Le texte laisse par ailleurs le choix au salarié d'accepter ou non de travailler le dimanche. C'est du moins l'esprit de la proposition de loi. Mais nous savons tous qu'en pratique le lien entre l'employeur et l'employé est un lien de subordination. Pour le salarié, il ne sera pas facile de s'opposer aux propositions de son employeur. Reconnaissons aussi que, pour certains employeurs, il ne sera pas facile non plus de s'opposer au travail dominical car le fait de voir sa clientèle et son chiffre d'affaire partir ailleurs ne leur laissera pas le choix de réorganiser leurs jours d'ouverture. Si le refus d'embauche d'un candidat se fait sur le critère de la volonté de ne pas travailler le dimanche, à qui devra-t-on jeter la pierre, au candidat ou à l'employeur ? Ni à l'un, ni à l'autre, selon la proposition de loi. C'est pourquoi nous avons déposé plusieurs amendements afin que l'énoncé du texte soit précisé sur ce point.
Posons à présent la question de l'impact économique et environnemental de ce texte.
La raison qui a présidé à l'élaboration de cette proposition de loi est d'accroître l'activité pour libérer la croissance. Pourtant, aucune étude économique ne présente des évaluations probantes. Au mieux, les nouvelles dispositions permettront donc un transfert d'activité, c'est-à-dire un transfert d'emploi et un transfert d'achat sur des jours habituellement non ouvrables, car ouvrir plus longtemps ne fait pas consommer plus. Les budgets des consommateurs n'étant pas extensibles, les dépenses faites ici seront compensées par des dépenses moindres ailleurs. Le revenu disponible pour les achats ne sera plus dépensé en six jours mais en sept.
La dégradation de la conjoncture macroéconomique qui a accompagné la crise financière a imprimé sa marque sur le pouvoir d'achat des ménages. Ces derniers ont été nombreux au cours des dernières années à ressentir une dégradation de leur niveau de vie alors même que le pouvoir d'achat, tel qu'il est mesuré par l'INSEE, restait inscrit dans une tendance à la hausse. L'une des explications de cet écart entre le pouvoir d'achat mesuré et le pouvoir d'achat ressenti réside dans le sentiment de frustration né d'un « vouloir d'achat » croissant plus vite que les moyens permettant de le satisfaire. La contraction prévisible du pouvoir d'achat au cours des prochains mois risque d'aggraver ce sentiment de frustration. Libéraliser dans le même temps l'ouverture dominicale des commerces, en étendant le temps d'exposition des consommateurs à l'offre marchande, ne peut que renforcer davantage encore ce sentiment de restriction qui pèse sur le moral des ménages.

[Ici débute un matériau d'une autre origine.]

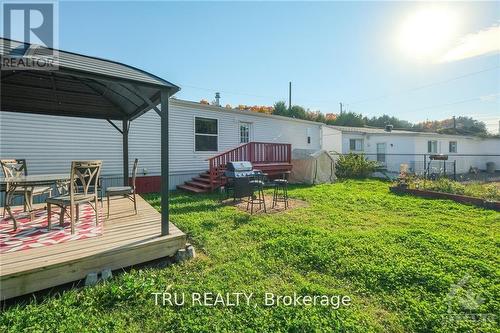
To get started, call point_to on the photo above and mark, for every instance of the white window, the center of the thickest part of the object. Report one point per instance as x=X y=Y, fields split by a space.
x=432 y=146
x=452 y=147
x=356 y=144
x=206 y=133
x=245 y=132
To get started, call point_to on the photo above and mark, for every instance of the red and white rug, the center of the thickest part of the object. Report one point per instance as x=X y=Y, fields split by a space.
x=32 y=234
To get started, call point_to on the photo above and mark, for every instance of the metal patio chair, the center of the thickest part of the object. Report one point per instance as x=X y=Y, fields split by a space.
x=17 y=168
x=82 y=189
x=127 y=191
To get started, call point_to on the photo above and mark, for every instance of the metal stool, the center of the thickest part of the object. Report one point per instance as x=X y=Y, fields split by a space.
x=280 y=192
x=257 y=185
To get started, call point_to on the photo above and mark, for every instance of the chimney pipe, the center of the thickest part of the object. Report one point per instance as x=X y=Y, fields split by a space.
x=217 y=99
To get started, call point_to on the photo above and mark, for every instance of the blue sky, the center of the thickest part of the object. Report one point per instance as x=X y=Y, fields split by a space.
x=332 y=52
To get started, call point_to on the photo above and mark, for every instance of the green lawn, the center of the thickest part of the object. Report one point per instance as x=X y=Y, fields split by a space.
x=395 y=256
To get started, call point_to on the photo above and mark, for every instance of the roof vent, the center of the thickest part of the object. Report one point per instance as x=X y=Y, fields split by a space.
x=217 y=99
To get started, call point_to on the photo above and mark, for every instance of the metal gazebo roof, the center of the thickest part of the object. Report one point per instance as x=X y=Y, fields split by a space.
x=81 y=86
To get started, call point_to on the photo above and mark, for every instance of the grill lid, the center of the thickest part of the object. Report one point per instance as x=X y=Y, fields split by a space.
x=239 y=166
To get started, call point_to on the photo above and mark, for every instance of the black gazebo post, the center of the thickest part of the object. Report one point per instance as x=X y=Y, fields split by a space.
x=164 y=96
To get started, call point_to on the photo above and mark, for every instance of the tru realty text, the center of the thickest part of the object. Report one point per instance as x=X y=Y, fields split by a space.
x=247 y=299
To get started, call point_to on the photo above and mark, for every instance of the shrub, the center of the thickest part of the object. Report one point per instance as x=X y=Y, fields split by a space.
x=354 y=166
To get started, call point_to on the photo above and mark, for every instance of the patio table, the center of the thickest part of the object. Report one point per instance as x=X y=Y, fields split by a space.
x=12 y=183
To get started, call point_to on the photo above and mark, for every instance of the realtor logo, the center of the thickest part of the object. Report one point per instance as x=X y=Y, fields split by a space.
x=34 y=24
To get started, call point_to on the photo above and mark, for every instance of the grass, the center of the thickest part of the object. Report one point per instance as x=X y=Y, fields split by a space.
x=395 y=256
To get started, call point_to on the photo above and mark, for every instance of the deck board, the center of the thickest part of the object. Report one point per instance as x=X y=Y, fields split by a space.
x=127 y=239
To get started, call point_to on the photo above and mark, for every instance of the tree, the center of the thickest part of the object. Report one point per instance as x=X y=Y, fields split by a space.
x=280 y=109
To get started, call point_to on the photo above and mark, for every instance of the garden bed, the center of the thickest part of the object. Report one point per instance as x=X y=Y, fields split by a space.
x=495 y=205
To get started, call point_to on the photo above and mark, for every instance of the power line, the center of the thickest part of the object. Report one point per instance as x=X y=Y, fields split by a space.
x=424 y=86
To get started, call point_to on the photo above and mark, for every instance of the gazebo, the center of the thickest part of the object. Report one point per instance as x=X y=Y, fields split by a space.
x=88 y=87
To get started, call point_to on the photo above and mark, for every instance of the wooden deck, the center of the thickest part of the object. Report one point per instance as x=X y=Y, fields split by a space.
x=127 y=240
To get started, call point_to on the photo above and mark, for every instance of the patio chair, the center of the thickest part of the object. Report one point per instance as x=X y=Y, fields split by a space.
x=17 y=168
x=82 y=189
x=127 y=191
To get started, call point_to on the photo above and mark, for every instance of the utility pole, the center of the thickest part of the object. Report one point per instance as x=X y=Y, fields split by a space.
x=290 y=96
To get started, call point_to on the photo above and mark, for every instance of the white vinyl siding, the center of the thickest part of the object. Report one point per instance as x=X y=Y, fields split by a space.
x=50 y=143
x=206 y=132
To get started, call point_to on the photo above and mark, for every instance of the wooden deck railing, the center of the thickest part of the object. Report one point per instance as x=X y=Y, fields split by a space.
x=255 y=152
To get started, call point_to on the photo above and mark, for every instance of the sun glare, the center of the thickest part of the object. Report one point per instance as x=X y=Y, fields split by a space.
x=426 y=32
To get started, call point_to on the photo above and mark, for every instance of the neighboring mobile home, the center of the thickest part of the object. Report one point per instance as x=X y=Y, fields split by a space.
x=395 y=147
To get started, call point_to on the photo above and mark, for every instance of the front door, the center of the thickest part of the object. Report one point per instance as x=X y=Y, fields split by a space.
x=381 y=152
x=245 y=132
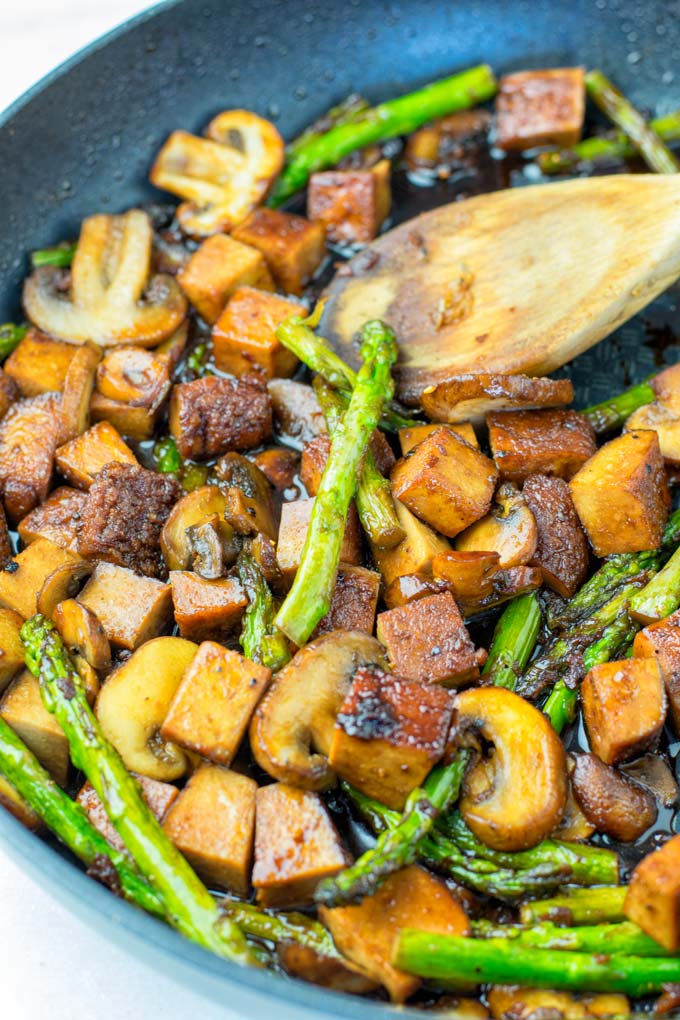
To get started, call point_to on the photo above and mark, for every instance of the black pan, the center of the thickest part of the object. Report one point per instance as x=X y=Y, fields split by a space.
x=82 y=142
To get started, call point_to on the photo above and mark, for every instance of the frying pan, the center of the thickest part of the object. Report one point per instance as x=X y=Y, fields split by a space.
x=82 y=142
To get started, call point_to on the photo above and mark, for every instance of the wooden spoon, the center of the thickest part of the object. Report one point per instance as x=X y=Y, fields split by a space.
x=518 y=281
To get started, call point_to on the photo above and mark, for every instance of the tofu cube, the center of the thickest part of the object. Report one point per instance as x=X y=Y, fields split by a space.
x=622 y=496
x=624 y=708
x=540 y=107
x=132 y=609
x=293 y=532
x=652 y=901
x=59 y=518
x=524 y=443
x=427 y=641
x=366 y=932
x=214 y=702
x=216 y=269
x=19 y=588
x=445 y=481
x=293 y=247
x=21 y=708
x=352 y=204
x=388 y=734
x=212 y=823
x=205 y=609
x=39 y=363
x=296 y=846
x=662 y=642
x=244 y=338
x=353 y=603
x=83 y=458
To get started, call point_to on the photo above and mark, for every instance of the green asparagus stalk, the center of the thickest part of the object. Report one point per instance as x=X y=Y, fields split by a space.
x=654 y=151
x=260 y=640
x=498 y=961
x=618 y=147
x=615 y=412
x=398 y=846
x=187 y=903
x=612 y=939
x=69 y=822
x=389 y=119
x=374 y=500
x=60 y=256
x=514 y=641
x=309 y=598
x=578 y=906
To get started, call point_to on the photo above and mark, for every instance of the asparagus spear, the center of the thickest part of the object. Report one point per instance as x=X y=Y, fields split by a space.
x=398 y=846
x=654 y=151
x=69 y=822
x=578 y=906
x=298 y=335
x=498 y=961
x=613 y=413
x=397 y=116
x=617 y=147
x=309 y=599
x=610 y=938
x=514 y=641
x=187 y=903
x=260 y=640
x=374 y=500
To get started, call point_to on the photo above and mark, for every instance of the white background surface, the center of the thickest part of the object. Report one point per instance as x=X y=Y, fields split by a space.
x=52 y=967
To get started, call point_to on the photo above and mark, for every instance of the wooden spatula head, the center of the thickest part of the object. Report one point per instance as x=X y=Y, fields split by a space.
x=518 y=281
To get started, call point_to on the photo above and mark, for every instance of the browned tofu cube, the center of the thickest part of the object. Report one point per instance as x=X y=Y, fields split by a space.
x=293 y=532
x=652 y=901
x=205 y=609
x=352 y=204
x=662 y=642
x=212 y=415
x=624 y=708
x=353 y=603
x=214 y=702
x=296 y=846
x=159 y=797
x=218 y=267
x=427 y=641
x=562 y=549
x=20 y=587
x=366 y=932
x=540 y=107
x=212 y=823
x=21 y=708
x=293 y=247
x=132 y=609
x=83 y=458
x=621 y=495
x=445 y=481
x=59 y=518
x=244 y=338
x=524 y=443
x=388 y=734
x=39 y=363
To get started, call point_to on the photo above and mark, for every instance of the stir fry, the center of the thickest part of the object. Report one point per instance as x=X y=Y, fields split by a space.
x=377 y=697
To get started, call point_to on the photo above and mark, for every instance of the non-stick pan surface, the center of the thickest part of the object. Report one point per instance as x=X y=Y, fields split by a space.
x=82 y=142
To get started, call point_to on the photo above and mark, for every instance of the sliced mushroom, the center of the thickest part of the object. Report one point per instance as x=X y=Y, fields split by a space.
x=470 y=397
x=111 y=299
x=83 y=633
x=222 y=176
x=514 y=797
x=510 y=529
x=292 y=728
x=134 y=702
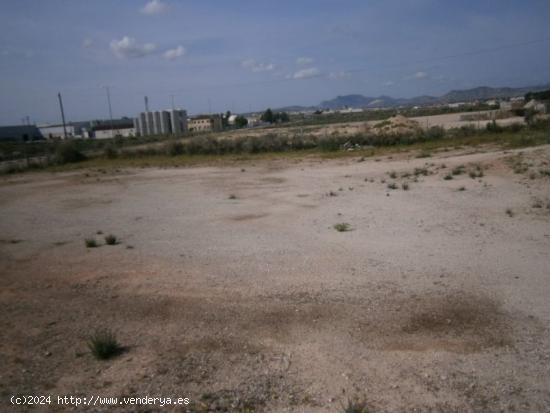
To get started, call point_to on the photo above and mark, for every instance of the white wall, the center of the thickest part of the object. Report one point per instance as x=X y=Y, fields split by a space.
x=106 y=134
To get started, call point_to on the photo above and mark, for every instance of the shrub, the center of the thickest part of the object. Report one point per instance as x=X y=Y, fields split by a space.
x=424 y=154
x=342 y=227
x=90 y=243
x=110 y=239
x=494 y=127
x=458 y=170
x=421 y=171
x=104 y=345
x=67 y=152
x=355 y=407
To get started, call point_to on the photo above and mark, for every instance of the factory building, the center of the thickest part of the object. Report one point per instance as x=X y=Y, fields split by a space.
x=205 y=123
x=173 y=122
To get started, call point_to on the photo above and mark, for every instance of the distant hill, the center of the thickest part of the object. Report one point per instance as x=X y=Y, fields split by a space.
x=478 y=93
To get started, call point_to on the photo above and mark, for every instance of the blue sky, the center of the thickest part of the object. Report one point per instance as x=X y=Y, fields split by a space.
x=244 y=55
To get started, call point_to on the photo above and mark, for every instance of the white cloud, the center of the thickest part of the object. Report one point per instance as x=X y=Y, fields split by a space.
x=127 y=48
x=303 y=61
x=339 y=75
x=154 y=7
x=172 y=54
x=251 y=64
x=306 y=73
x=420 y=75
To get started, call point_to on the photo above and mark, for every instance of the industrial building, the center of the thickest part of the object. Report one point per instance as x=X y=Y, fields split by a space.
x=20 y=133
x=106 y=131
x=173 y=122
x=205 y=123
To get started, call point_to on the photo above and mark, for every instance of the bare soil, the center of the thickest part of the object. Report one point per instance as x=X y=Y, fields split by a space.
x=436 y=300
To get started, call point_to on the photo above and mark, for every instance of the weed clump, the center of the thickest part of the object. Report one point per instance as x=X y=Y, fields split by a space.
x=90 y=243
x=110 y=239
x=67 y=152
x=342 y=227
x=355 y=406
x=104 y=345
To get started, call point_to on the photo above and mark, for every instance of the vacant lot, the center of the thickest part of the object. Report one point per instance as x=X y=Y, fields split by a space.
x=231 y=286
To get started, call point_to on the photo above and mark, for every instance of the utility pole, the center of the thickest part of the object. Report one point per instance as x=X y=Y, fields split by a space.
x=110 y=111
x=62 y=115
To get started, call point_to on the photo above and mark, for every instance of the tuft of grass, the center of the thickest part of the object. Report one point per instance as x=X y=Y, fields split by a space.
x=424 y=154
x=90 y=243
x=110 y=239
x=459 y=170
x=537 y=203
x=104 y=345
x=421 y=171
x=342 y=227
x=355 y=406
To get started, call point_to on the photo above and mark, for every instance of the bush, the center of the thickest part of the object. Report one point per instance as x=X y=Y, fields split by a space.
x=67 y=152
x=342 y=227
x=104 y=345
x=110 y=239
x=494 y=127
x=90 y=243
x=355 y=407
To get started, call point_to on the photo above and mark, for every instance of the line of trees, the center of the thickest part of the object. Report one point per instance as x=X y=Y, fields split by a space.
x=271 y=117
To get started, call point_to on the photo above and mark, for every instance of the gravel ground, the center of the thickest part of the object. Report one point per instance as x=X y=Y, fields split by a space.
x=231 y=286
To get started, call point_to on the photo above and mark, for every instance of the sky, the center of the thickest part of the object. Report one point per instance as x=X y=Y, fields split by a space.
x=213 y=56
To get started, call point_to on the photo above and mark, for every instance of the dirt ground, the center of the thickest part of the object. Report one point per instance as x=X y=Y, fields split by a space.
x=436 y=299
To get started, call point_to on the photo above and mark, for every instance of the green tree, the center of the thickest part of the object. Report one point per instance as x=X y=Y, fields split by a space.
x=268 y=116
x=241 y=121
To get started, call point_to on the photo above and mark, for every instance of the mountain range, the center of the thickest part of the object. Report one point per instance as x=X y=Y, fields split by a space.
x=383 y=101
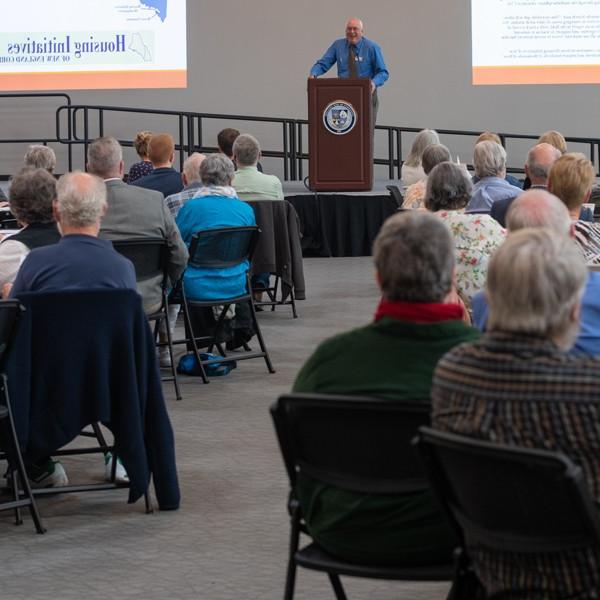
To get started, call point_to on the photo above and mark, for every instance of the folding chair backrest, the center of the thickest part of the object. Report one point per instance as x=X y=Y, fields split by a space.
x=223 y=248
x=358 y=444
x=510 y=498
x=148 y=255
x=10 y=312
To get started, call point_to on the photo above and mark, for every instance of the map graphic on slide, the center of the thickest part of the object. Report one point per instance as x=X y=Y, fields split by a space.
x=160 y=6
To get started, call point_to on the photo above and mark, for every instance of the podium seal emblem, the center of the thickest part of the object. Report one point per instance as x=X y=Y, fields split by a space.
x=339 y=117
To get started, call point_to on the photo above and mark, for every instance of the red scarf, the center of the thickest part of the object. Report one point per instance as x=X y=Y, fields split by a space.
x=419 y=312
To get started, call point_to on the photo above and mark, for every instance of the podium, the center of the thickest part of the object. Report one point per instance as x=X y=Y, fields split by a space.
x=340 y=136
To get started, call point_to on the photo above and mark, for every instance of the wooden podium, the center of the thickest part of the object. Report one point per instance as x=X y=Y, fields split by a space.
x=340 y=137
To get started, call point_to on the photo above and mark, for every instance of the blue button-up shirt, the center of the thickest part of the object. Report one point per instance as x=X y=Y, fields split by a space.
x=369 y=61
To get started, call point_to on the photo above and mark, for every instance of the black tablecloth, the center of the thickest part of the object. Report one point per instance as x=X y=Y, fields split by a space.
x=339 y=224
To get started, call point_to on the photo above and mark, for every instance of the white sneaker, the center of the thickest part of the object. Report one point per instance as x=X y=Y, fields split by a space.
x=120 y=472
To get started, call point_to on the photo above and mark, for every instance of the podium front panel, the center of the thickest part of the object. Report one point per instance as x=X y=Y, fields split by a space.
x=340 y=134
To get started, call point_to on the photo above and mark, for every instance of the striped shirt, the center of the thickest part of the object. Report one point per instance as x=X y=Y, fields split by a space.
x=524 y=391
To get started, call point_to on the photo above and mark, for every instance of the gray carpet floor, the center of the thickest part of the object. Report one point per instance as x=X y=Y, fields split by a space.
x=229 y=539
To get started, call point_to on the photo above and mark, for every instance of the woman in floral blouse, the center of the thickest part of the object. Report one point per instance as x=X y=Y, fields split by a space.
x=476 y=236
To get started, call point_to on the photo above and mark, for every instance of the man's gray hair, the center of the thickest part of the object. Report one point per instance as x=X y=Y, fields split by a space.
x=433 y=155
x=414 y=257
x=31 y=194
x=489 y=159
x=40 y=157
x=540 y=160
x=534 y=282
x=81 y=199
x=191 y=166
x=246 y=150
x=448 y=188
x=217 y=169
x=104 y=156
x=538 y=208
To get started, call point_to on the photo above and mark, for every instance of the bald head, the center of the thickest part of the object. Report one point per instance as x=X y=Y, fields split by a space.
x=354 y=30
x=191 y=168
x=539 y=161
x=538 y=208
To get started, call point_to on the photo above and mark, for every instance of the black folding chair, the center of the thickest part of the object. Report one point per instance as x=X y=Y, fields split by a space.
x=357 y=444
x=10 y=312
x=222 y=248
x=510 y=498
x=150 y=259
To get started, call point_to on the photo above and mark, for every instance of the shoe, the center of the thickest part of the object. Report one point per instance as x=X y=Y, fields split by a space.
x=120 y=473
x=51 y=474
x=164 y=358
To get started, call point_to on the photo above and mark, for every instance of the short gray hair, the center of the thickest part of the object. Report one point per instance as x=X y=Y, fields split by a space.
x=433 y=155
x=424 y=138
x=217 y=169
x=31 y=194
x=534 y=282
x=104 y=156
x=40 y=157
x=538 y=208
x=540 y=159
x=246 y=150
x=489 y=159
x=410 y=269
x=448 y=188
x=191 y=166
x=81 y=199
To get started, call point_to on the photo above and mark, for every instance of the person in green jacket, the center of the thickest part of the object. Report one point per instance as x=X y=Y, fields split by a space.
x=393 y=357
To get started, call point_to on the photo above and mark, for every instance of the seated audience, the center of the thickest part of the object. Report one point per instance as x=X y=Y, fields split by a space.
x=433 y=155
x=489 y=160
x=163 y=178
x=393 y=357
x=214 y=206
x=488 y=136
x=144 y=166
x=537 y=168
x=476 y=236
x=32 y=192
x=412 y=169
x=538 y=208
x=571 y=179
x=518 y=386
x=40 y=157
x=191 y=183
x=248 y=181
x=78 y=261
x=135 y=213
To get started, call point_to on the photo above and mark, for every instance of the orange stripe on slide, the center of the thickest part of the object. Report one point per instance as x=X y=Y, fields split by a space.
x=535 y=75
x=90 y=80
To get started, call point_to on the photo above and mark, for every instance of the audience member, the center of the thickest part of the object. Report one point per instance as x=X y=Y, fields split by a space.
x=571 y=179
x=537 y=168
x=164 y=178
x=476 y=236
x=135 y=213
x=191 y=183
x=412 y=169
x=40 y=157
x=538 y=208
x=517 y=386
x=433 y=155
x=248 y=181
x=489 y=160
x=144 y=166
x=32 y=192
x=393 y=357
x=216 y=205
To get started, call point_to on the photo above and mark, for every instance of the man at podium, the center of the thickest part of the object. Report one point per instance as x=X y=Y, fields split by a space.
x=356 y=56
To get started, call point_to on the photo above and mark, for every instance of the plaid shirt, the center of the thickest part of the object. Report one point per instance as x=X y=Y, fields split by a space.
x=525 y=392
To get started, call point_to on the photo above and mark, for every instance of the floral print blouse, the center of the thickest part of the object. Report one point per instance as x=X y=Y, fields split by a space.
x=476 y=237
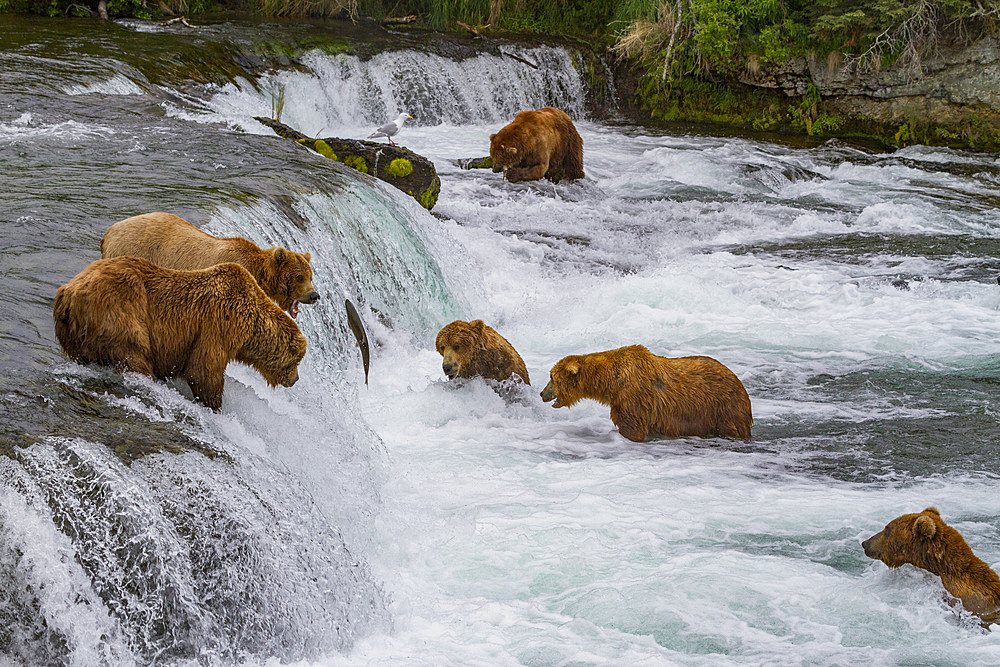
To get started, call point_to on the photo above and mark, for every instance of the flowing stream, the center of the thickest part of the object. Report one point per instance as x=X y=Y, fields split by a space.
x=417 y=521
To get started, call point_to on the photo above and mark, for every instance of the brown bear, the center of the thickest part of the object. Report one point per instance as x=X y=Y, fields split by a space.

Enfin, la libéralisation de l'ouverture dominicale pourrait avoir un effet sur la mobilité des ménages et comporter un impact environnemental net négatif. La fréquentation dominicale des commerces, profitant au premier chef aux commerces d'attraction, risque d'induire un allongement des distances parcourues pour accéder à l'offre marchande au détriment de la pratique de l'achat de proximité.
Posons à présent la question de savoir qui seront les gagnants et les perdants de la libéralisation du travail le dimanche.
Comme vous le savez, tous les commerces disposant de la capacité juridique d'ouvrir le dimanche n'exploitent pas cette possibilité. Cette proportion est même très minime pour les activités commerciales autorisées des secteurs non alimentaires, tandis que la propension à ouvrir le dimanche est élevée parmi les supermarchés.
Le commerce indépendant et les centres villes risquent donc d'être très durement affectés par la concurrence des PUCE. Face au commerce intégré, comme les chaînes de distribution, le risque de destruction d'emplois et de dévitalisation dans ces entreprises est bien plus grand que le potentiel de création d'emplois en périphérie dans les zones commerciales. Même si une dérogation est provisoire, lorsqu'un commerce ferme, c'est souvent de façon définitive, à moins d'être remplacé par un représentant des gagnants du système, et ce sera à n'en pas douter le commerce intégré.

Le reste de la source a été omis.